Propagation Pattern - Githubissues

asudeeaydin commented 2 years ago

Hi,

I am slightly confused about the section on 'Propagation Pattern' and want to bring up several points.

In the step-by-step mode, for a non-zero input, you have non-zero states in the neurons at the last layer. In other words, the spike propagation of the input isn't implemented in discrete time steps.

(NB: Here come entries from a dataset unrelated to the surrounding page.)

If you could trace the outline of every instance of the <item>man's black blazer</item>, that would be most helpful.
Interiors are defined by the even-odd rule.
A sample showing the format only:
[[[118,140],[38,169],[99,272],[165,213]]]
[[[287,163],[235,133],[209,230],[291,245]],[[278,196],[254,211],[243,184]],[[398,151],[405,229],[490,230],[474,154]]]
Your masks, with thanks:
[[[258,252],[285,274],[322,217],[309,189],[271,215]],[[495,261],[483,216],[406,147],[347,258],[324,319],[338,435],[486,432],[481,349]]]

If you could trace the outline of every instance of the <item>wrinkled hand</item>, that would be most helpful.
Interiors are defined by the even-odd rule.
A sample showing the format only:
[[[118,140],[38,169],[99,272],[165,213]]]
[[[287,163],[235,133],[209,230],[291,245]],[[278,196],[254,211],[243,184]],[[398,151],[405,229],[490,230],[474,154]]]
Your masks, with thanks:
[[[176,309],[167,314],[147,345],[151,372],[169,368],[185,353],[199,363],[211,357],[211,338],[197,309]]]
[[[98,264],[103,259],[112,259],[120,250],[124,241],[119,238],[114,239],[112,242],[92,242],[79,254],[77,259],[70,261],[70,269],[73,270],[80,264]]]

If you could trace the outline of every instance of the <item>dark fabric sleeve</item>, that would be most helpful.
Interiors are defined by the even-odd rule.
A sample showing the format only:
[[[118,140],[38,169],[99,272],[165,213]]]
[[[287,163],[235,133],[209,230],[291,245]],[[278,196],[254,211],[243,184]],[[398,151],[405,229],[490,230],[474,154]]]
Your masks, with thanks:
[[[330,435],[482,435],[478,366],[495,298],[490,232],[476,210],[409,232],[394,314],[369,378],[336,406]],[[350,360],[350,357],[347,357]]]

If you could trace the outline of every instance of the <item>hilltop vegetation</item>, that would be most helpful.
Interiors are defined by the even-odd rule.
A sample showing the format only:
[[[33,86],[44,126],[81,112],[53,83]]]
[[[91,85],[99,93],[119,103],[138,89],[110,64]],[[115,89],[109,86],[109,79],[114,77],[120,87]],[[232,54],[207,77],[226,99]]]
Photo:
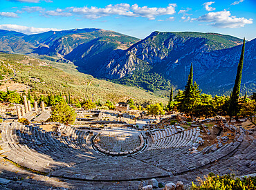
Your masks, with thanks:
[[[131,97],[140,104],[149,101],[167,102],[165,99],[137,88],[122,86],[79,73],[72,64],[4,53],[0,54],[0,60],[3,64],[9,64],[16,70],[14,82],[30,86],[30,91],[37,94],[69,93],[72,97],[82,99],[93,98],[95,101],[109,99],[114,102],[126,101]]]
[[[245,50],[241,91],[249,95],[256,89],[255,42],[247,42]],[[241,43],[230,35],[194,32],[156,31],[140,40],[97,28],[31,35],[0,30],[0,50],[30,54],[68,66],[73,64],[77,70],[93,77],[163,96],[172,85],[183,88],[191,62],[205,93],[229,95]]]

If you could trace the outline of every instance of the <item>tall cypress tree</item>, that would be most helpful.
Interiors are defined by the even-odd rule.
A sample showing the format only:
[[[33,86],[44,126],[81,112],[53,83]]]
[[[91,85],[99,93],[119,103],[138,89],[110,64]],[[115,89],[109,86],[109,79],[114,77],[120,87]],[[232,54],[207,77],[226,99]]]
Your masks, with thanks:
[[[185,97],[188,97],[193,86],[193,65],[191,63],[190,72],[188,75],[188,79],[186,86],[185,86]]]
[[[170,100],[169,100],[169,102],[172,102],[173,97],[174,97],[174,91],[173,91],[172,86],[172,89],[171,89],[171,92],[170,92]]]
[[[190,115],[193,119],[195,108],[200,102],[201,91],[196,82],[193,84],[193,66],[191,63],[190,72],[185,86],[185,91],[176,97],[176,100],[178,102],[178,110]]]
[[[247,92],[246,91],[246,93],[244,94],[244,100],[246,100],[246,98],[247,98]]]
[[[235,78],[235,85],[233,91],[232,92],[232,95],[230,97],[230,103],[228,108],[228,115],[230,117],[236,116],[236,120],[238,120],[237,114],[239,112],[238,100],[239,99],[240,93],[240,86],[241,86],[241,73],[243,70],[244,64],[244,47],[246,44],[246,39],[244,38],[244,44],[241,48],[241,53],[240,56],[239,63],[237,66],[237,76]]]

In the layer-by-layer mode, the implementation is similar to neuromorphic chips or most of the other SNN frameworks where spike propagation is in discrete time steps. Meaning, that spikes that are caused by a non-zero input need to propagate through the network in order to have non-zero states in the next layers. More concretely, if we were to have a 10-layer architecture, and only present input to the network at t=0, we would start seeing neuronal activity at the 10th layer only at t=10.

Single-Step (N, C, W, H) input needs to be used for the step-by-step mode whereas the Multi-Step (T, N, C, W, H) input needs to be used for the layer-by-layer mode.

I hope my understanding is so far correct.

I would strongly argue that the two cases (step-by-step) and (layer-by-layer) don't result in the same neuronal states in the last layer of the network at t=10. In the layer-by-layer case, the input needs to sequentially pass through the network resulting in a higher amount of potential leakage, possibly not reaching the threshold and not spiking. Therefore, there might not be neuronal activity in the last layer at all. (Assuming we are using a LIF neuron.) But this wouldn't be the case in a step-by-step mode, the same input would already result in a non-zero state in the last layer at t=0.
If my understanding is so far correct, then could there be a mistake in the computational graph of the layer-by-layer case? The attached drawing is what I would've expected.

Thanks a lot for this great work, and I really appreciate the quick and helpful responses!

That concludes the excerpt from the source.